Stick With What’s Working Until They Stop It. As I’ve explained in my offensive post-mortems, Beck has exhibited a propensity for fleeing any semblance of a working running game for a random grab bag of calls that bear no relation to whatever success was experienced previously. That’s a luxury one can indulge when an offense is good. But a bad offense should covet every 5+ yard run. Then recreate those conditions. Then stubbornly dwell there until the defense stops it with an extra man, a different call or something that will allow us to engage the next phase of offense.
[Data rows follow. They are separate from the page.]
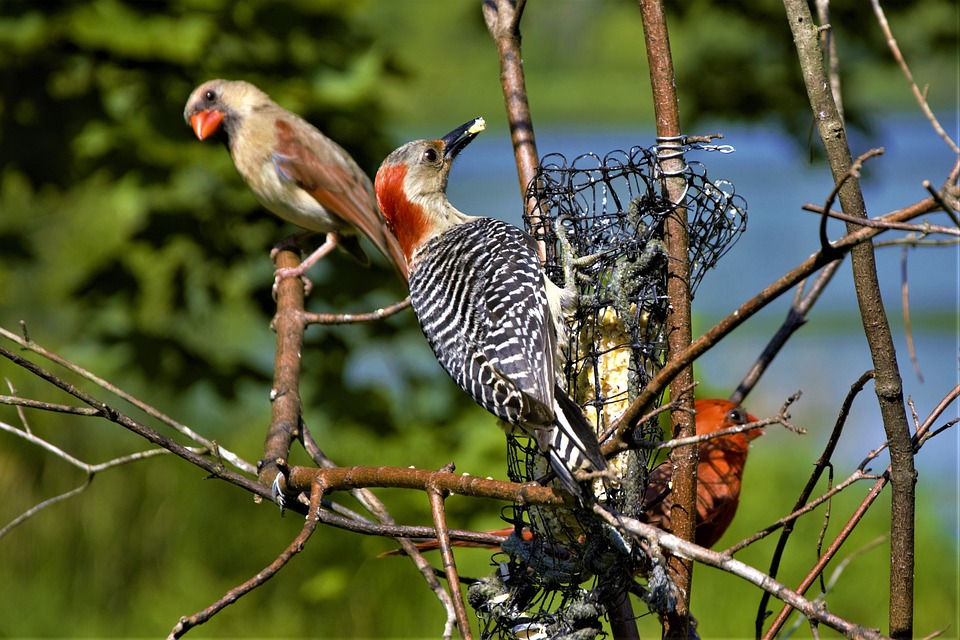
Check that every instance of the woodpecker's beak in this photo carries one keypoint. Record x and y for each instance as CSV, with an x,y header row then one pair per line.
x,y
206,123
460,137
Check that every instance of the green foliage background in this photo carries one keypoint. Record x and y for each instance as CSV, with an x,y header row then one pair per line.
x,y
134,250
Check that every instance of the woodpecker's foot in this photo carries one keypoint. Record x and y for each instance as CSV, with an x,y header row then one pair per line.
x,y
277,489
570,261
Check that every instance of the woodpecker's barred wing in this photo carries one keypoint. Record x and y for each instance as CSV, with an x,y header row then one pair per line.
x,y
478,291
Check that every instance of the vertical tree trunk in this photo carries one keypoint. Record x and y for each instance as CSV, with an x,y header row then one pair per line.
x,y
682,459
888,386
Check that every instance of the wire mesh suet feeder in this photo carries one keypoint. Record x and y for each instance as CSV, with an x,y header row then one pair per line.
x,y
554,583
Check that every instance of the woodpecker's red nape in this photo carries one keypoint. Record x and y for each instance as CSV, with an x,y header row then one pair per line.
x,y
407,221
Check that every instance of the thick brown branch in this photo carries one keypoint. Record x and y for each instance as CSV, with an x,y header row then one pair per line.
x,y
285,394
888,384
630,418
678,324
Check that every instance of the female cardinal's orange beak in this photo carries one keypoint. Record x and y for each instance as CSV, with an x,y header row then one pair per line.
x,y
206,123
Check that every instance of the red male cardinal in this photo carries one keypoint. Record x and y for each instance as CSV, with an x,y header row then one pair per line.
x,y
294,171
718,474
718,478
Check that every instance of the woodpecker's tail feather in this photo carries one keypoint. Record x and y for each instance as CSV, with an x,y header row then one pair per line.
x,y
572,443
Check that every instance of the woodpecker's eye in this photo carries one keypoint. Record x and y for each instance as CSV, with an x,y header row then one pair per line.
x,y
737,416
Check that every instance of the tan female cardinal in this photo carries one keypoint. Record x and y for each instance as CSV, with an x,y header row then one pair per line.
x,y
294,171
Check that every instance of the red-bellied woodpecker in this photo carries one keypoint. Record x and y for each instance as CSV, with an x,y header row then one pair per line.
x,y
484,303
294,171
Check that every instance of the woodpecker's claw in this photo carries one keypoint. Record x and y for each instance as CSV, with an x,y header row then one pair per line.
x,y
277,488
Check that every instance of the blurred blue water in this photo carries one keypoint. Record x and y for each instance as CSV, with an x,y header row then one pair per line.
x,y
824,358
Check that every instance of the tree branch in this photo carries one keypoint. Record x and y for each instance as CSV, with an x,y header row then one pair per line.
x,y
888,385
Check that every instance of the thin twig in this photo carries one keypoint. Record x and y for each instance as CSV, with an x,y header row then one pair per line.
x,y
853,172
812,481
353,318
436,494
629,420
295,547
924,228
921,99
26,343
905,300
642,531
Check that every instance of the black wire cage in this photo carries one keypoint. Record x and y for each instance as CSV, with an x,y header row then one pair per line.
x,y
561,568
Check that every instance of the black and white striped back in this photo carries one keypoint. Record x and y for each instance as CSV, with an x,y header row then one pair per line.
x,y
480,295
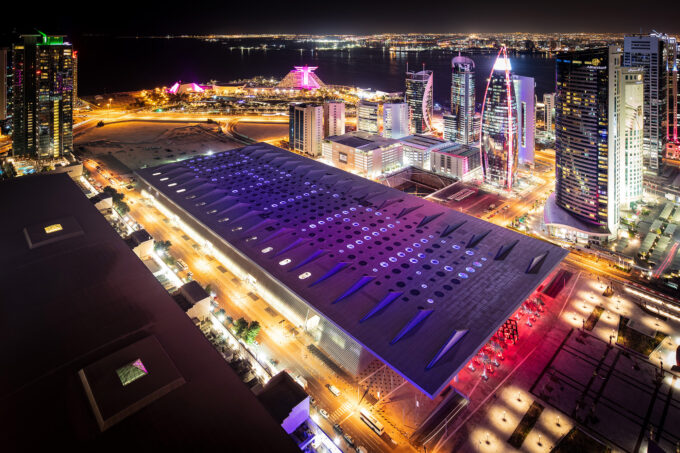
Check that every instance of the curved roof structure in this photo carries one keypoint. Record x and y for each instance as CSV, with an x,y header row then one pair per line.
x,y
421,286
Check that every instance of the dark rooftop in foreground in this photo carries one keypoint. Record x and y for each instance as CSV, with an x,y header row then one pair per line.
x,y
421,286
97,355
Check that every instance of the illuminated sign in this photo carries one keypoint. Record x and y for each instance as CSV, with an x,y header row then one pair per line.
x,y
53,228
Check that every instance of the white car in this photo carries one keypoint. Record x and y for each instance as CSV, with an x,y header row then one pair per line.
x,y
333,389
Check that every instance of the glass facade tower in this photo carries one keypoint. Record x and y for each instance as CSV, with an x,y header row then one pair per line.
x,y
499,126
418,96
657,55
42,97
586,136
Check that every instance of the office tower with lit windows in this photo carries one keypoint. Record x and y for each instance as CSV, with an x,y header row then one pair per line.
x,y
587,142
305,128
657,55
418,96
549,112
526,117
395,120
462,101
630,134
499,126
75,76
333,118
4,61
367,117
42,96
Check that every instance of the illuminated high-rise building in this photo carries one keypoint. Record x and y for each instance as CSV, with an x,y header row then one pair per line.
x,y
526,117
75,76
499,126
305,128
418,96
657,55
42,96
333,118
395,120
630,134
462,100
549,112
587,139
4,80
367,117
Just calling grab bag formations and plays in an effort to be unpredictable misses the point.

 

Chris Warren (Will Gallagher/IT)

Chris Warren (Will Gallagher/IT)

Competent personnel use. Kyle Porter is a good lead blocker and pass protector. Carter has good hands and edge speed. Chris Warren can run on light boxes downhill. We have several WRs who are good in the screen game against off coverage. Kerstetter is agile. Nickelson is not. The idea that we’re scheming Armanti Foreman as the player we most want in space with the ball in his hands or using him as an adjunct in the running game (he had two ugly carries from a split back formation against ISU) is off putting. Try using LJH or Heard again in the Wildcat WITHOUT substituting and telegraphing the package. And perhaps run something other than an off tackle QB power – like an honest to goodness zone read? Further, the idea that Collin Johnson can be completely removed from a game plan because a defense doubles him – even when we’re in 4 or 5 wide – suggests a profound lack of creativity.
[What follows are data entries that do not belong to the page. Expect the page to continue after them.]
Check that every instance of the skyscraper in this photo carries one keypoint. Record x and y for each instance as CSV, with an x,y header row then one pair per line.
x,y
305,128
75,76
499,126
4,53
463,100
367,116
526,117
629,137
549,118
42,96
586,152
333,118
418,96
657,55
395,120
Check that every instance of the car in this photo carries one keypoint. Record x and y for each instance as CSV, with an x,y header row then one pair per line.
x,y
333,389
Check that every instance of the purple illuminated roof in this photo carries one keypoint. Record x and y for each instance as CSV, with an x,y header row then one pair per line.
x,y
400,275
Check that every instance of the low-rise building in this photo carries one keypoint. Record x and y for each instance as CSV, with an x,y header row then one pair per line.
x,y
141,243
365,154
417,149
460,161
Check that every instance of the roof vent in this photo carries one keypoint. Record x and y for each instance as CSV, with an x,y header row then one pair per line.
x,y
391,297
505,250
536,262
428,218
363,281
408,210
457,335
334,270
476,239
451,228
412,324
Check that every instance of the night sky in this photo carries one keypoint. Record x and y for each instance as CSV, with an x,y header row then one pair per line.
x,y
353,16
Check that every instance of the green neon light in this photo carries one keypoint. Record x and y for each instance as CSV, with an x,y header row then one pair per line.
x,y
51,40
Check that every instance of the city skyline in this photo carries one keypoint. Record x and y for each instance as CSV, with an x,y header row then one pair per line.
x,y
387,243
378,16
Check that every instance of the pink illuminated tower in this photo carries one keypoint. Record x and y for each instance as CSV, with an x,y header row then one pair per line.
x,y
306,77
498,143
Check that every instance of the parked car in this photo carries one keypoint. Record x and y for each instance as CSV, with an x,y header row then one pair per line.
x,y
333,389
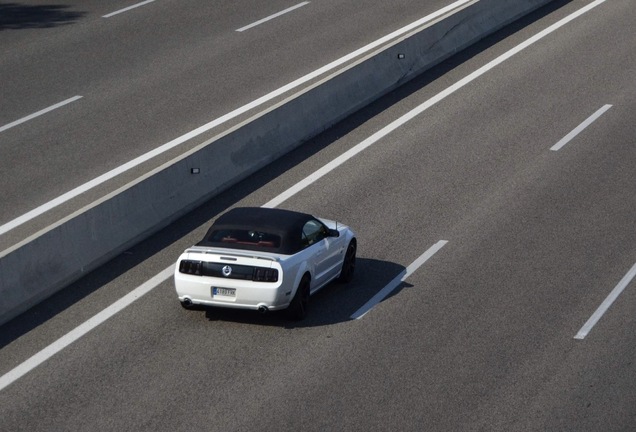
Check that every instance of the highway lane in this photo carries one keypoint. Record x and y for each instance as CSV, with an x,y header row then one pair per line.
x,y
481,337
149,76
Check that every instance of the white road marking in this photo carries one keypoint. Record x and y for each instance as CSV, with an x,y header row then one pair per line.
x,y
39,113
148,286
206,127
569,137
423,107
127,9
271,17
79,331
587,327
384,292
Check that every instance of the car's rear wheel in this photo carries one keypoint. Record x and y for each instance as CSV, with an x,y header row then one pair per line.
x,y
349,263
297,309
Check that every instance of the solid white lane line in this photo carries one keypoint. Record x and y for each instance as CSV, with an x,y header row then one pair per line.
x,y
587,327
127,9
426,105
384,292
82,329
271,17
166,273
206,127
569,137
39,113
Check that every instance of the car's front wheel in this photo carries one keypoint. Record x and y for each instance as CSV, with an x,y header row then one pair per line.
x,y
297,309
349,263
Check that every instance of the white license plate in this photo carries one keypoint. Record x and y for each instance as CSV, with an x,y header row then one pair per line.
x,y
226,292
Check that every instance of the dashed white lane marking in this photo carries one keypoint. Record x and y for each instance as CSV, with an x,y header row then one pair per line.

Avoid Bright Ideas. The special plays that Tim Beck drew up in the off week against Iowa State failed miserably. Specifically, the screen pass where Warren was asked to pick off the outside CB and the Warren-Foreman fumble reverse. The conventional wrinkles that he simply copied and implemented – the RB draw and QB draw, the proper angle screen passes to Heard and RHM against off coverage – were successful. Beck should stick to replicating what other people do conventionally against dishonest defenses and avoid further bright ideas.

Special Teams

Don’t Lose The Game, Create Some Cushion For the Defense. A rare Michael Dickson shank set up Iowa State’s only score against the Longhorns. While Rowland showed better leg on his kickoffs (touchbacks!) and avoided Cyclone returns and nailed a 49 yard field goal, it remains to be seen whether those kickoffs were a result of cool October air adding length or if he’s been able to do this all along. If the latter, WTF were we doing?
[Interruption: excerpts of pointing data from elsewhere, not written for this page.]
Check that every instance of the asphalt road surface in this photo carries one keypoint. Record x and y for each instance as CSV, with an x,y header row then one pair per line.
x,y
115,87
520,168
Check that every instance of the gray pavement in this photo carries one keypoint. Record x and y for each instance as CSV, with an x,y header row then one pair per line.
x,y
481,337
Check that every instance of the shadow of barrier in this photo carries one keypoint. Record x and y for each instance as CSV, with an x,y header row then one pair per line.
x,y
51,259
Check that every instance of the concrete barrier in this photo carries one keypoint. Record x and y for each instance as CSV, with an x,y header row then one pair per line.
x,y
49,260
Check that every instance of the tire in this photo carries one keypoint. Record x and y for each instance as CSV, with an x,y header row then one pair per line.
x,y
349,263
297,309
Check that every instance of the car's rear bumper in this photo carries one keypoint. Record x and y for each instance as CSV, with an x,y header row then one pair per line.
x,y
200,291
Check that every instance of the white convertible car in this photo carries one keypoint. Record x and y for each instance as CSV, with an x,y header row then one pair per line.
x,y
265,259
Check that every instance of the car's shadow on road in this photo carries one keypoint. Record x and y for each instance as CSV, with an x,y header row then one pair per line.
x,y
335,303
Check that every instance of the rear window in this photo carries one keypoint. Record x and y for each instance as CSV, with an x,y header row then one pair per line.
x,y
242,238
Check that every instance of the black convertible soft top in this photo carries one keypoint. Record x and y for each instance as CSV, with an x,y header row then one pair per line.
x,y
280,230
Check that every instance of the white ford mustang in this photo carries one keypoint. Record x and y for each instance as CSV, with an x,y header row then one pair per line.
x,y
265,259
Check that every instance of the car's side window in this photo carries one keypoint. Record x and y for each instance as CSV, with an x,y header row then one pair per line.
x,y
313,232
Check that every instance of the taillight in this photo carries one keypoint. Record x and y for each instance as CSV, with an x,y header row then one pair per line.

As for his field goal, the down, distance and and game situation dictated that Iowa State play the fake. They didn’t rush or attempt penetration. This was a good thing for Rowland as his line drive field goal attempt would have been blocked with any interior pressure. I’m not ready to pronounce us healed here yet.

As for punt returns, we continue to have Armanti Foreman back there. He has the acceleration of a jellyfish, so I can only surmise that our coaches think he’s more coachable than RHM or they’ve all been subject to a Shallow Hal type hypnotherapy that makes them see Foreman as Antonio Brown. Given his involvement in our offense as the “edge threatening” option in our run game, I’m going with Shallow Hal.

Bottom Line

If the Texas offense focuses on doing what it can do, not turning it over and reacting appropriately to whatever overplay KSU does (and frankly, there are a lot of defensive plans that could work against us), that’ll be good enough to win the game and, perhaps more importantly, not lose it for our defense. I’m comfortable putting this game on the Texas Longhorn defense and hoping that the massive material improvements we’ve shown since Maryland were a function of a larger overall growth.